Tiled Rasterization for particles has been around at least since 2014 (“Holy smoke! Faster Particle Rendering using Direct Compute” by Gareth Thomas). And the idea that dividing screen into tiles, doing a bunch of things “inside the tile” thus cutting on memory traffic, is how entire mobile GPU space operates, and has been operating since “forever”, tracing back to first PowerVR designs (1996) and even Pixel Planes 5 from 1989.
This is all great! Taking existing, developed, solid building blocks and combining them in a novel way is excellent work.
My Toy Playground
My current implementation (of just the visualizer of Gaussian Splat models) for Unity is over at github: aras-p/UnityGaussianSplatting. Current state is “it kinda works, but it is not fast”:
The rendering does not look horrible, but does not exactly match official implementation. Here is official vs my rendering of the same scene. Official one has more small detail, and lighting is slightly differentFixed!

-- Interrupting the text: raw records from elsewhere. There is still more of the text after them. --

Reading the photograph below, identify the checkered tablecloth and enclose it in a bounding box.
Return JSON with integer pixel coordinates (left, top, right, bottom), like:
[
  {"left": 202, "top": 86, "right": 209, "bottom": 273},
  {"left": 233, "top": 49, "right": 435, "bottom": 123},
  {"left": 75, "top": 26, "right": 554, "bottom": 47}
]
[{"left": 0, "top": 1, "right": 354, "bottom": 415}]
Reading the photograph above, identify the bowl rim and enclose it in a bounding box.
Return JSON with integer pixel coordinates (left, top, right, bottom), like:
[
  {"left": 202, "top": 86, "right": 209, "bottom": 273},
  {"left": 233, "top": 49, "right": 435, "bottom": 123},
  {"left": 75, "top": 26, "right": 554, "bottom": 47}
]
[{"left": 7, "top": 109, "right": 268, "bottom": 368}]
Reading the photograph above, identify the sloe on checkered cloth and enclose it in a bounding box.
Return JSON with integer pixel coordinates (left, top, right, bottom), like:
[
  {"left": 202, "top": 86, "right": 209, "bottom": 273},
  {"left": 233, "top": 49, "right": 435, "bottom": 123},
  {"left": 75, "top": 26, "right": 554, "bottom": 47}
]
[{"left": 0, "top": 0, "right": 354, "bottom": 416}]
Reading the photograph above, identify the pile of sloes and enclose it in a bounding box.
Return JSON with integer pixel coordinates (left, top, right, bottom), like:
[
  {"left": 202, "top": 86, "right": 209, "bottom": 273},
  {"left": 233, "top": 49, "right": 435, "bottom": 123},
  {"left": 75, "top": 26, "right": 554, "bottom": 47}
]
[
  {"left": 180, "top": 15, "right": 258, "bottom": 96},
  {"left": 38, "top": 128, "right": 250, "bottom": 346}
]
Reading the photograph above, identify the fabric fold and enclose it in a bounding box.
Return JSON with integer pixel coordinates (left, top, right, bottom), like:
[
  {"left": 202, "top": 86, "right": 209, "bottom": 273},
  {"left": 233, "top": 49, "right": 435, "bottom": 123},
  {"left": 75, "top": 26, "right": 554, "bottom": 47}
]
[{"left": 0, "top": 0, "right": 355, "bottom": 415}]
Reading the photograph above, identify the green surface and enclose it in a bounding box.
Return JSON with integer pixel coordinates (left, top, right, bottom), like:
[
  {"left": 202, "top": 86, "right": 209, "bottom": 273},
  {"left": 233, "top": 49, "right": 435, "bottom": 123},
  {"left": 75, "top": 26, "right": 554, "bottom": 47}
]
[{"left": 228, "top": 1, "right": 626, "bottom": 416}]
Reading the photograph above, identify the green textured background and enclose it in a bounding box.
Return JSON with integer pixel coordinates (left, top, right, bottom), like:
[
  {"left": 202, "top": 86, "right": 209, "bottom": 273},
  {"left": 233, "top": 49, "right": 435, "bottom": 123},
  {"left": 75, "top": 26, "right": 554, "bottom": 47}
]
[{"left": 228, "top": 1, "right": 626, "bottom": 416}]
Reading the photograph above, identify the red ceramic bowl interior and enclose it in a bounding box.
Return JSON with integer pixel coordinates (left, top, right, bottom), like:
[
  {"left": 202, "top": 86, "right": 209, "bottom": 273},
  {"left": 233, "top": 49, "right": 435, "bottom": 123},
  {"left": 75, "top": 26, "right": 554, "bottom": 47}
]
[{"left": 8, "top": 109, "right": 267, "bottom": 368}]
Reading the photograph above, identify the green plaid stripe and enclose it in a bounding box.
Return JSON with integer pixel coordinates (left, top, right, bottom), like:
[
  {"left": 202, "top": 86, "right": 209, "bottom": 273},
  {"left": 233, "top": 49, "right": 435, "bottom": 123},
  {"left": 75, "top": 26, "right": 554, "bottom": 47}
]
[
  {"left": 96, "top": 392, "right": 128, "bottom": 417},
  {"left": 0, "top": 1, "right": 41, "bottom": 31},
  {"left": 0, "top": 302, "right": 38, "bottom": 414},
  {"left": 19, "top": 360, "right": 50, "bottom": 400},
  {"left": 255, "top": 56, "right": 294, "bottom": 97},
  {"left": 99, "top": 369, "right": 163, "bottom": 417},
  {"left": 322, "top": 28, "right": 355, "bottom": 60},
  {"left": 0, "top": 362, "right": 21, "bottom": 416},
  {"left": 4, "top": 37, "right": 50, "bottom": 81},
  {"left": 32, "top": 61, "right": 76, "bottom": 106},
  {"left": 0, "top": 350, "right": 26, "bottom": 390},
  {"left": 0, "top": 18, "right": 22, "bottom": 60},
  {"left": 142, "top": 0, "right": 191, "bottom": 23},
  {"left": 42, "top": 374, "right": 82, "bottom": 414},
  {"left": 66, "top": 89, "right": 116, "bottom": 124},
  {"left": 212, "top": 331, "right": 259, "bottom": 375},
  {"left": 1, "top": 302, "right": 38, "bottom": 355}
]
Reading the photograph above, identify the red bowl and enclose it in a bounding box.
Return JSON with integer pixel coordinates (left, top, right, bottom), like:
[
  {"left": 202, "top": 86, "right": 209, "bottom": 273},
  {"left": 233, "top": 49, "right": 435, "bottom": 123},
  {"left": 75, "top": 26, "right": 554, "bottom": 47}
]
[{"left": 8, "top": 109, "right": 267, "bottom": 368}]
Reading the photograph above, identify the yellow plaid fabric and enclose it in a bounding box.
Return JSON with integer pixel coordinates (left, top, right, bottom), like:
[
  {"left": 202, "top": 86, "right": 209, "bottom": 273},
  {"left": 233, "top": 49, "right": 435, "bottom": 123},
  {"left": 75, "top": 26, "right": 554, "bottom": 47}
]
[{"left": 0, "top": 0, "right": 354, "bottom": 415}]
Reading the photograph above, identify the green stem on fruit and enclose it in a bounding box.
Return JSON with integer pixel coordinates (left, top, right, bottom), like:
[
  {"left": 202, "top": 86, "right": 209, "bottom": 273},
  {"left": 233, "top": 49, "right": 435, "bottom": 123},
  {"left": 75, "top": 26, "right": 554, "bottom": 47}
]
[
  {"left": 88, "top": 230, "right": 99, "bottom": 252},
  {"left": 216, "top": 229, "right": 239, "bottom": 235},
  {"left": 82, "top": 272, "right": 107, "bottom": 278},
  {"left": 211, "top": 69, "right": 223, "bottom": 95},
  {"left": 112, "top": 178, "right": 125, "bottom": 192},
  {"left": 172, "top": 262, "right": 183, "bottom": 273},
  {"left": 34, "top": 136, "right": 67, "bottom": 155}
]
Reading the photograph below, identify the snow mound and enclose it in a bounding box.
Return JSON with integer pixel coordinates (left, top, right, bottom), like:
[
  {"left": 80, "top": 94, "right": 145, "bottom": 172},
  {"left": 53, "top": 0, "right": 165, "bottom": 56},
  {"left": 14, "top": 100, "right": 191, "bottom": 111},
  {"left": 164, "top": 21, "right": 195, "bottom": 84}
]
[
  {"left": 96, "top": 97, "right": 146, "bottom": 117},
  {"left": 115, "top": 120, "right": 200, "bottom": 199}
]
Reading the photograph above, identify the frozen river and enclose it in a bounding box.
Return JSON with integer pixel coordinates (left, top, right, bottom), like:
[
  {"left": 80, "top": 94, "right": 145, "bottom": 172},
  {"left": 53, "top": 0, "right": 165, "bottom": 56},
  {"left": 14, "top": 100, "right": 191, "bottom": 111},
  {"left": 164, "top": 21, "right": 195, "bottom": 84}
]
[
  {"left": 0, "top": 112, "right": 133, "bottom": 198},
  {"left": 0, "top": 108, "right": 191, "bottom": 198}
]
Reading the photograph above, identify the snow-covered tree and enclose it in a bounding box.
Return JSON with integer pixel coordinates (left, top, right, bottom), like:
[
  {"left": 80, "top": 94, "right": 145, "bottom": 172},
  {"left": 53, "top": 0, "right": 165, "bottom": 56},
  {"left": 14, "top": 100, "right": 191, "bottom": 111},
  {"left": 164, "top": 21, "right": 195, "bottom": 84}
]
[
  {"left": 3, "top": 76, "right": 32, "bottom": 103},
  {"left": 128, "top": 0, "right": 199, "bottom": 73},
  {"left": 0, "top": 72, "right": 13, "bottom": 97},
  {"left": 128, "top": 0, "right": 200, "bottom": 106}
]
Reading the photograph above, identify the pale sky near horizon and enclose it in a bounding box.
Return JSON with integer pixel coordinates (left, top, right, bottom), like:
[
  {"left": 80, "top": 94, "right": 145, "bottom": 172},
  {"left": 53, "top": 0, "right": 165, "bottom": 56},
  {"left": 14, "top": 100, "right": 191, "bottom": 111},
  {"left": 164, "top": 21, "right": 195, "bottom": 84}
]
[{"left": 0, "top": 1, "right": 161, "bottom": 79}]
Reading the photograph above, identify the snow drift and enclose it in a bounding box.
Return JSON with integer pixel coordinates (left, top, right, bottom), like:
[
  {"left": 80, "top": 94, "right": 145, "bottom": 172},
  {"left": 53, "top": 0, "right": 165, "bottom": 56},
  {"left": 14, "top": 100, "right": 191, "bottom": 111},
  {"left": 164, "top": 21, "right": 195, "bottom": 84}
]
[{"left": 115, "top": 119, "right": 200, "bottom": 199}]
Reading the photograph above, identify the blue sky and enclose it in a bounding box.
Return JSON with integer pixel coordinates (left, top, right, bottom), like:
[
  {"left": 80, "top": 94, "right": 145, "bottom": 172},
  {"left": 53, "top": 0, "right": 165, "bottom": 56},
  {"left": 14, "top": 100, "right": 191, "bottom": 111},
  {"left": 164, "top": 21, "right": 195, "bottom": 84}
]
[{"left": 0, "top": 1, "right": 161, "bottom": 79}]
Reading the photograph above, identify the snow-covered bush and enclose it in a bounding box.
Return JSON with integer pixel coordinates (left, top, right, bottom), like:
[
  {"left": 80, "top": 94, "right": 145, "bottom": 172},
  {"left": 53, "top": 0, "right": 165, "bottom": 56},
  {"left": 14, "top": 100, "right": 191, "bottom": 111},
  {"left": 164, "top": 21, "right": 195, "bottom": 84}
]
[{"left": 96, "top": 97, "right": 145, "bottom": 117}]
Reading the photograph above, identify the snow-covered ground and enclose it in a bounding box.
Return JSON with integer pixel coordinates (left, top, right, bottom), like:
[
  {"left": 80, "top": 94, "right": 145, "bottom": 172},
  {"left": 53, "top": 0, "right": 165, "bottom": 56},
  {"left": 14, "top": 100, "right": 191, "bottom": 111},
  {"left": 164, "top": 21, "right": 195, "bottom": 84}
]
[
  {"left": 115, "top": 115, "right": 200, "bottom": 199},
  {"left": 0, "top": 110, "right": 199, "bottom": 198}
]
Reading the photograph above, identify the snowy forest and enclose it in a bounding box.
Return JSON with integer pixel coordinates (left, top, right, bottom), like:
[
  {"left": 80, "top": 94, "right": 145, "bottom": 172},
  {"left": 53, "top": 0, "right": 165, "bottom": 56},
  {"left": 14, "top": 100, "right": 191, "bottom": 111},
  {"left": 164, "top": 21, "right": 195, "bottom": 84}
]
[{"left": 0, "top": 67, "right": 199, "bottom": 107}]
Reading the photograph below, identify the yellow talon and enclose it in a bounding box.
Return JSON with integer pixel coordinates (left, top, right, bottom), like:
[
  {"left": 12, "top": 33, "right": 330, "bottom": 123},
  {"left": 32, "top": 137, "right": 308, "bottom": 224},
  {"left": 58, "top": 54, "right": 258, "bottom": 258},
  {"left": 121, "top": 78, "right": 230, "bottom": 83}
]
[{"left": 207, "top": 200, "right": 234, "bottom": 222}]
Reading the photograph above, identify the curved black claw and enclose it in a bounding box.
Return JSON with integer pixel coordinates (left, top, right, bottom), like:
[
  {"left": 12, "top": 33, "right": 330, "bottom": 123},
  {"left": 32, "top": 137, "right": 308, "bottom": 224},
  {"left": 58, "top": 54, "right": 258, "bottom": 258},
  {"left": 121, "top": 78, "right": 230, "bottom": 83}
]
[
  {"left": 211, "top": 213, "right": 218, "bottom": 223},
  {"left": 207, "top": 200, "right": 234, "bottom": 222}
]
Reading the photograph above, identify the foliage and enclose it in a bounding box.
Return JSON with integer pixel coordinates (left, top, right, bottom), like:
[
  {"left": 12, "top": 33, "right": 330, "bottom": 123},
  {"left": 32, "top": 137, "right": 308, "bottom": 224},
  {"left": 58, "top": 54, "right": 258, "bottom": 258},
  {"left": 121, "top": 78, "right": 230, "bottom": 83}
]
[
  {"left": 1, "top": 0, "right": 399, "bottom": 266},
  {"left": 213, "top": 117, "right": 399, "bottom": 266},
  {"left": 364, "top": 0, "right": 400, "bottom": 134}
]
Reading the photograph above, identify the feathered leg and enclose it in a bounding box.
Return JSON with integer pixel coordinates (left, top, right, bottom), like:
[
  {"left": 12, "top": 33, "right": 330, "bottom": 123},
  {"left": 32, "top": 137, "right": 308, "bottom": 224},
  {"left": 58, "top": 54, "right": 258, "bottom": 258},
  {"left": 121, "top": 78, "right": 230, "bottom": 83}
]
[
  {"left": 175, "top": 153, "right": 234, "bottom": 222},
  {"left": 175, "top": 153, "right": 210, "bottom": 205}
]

- Performance is not great. The scene above renders on NVIDIA RTX 3080 Ti at 1200x800 in 7.40ms (135FPS) in
the official viewer, whereas my attempt is 23.8ms (42FPS) currently, i.e. 4x slower. For sorting
I’m using some fairly simple GPU bitonic sort (official impl uses CUDA radix sort which is
based on OneSweep algorithm). Rasterization in their case is tile-based and written in CUDA,
whereas I’m “just” using regular GPU rasterization pipeline and rendering each splat as a screenspace quad.
- On the plus side, my code is all regular HLSL within Unity, which means it also happens to work on e.g. Mac just fine. The scene above on Apple M1 Max renders in 108ms (9FPS) though :/
- My implementation seems to use 2x less GPU memory right now too (official viewer: 4.8GB, mine: 2.2GB and that’s including whatever Unity editor takes).
So all of that could be improved and optimized quite a bit!
One thing I haven’t seen talked much about, by everyone super excited about Gaussian Splats, is data size and memory usage. Yeah, rendering is nice, but this bicycle scene above is 1.5GB of data on-disk, and then at runtime it needs some more (for sorting, tile based rendering etc.). That scene is six million blobs in space, with each of them taking about 250 bytes. There has to be some way to make that smaller! Actually the Dreams talk above has some neat ideas.
Maybe I should play around with that. Someday!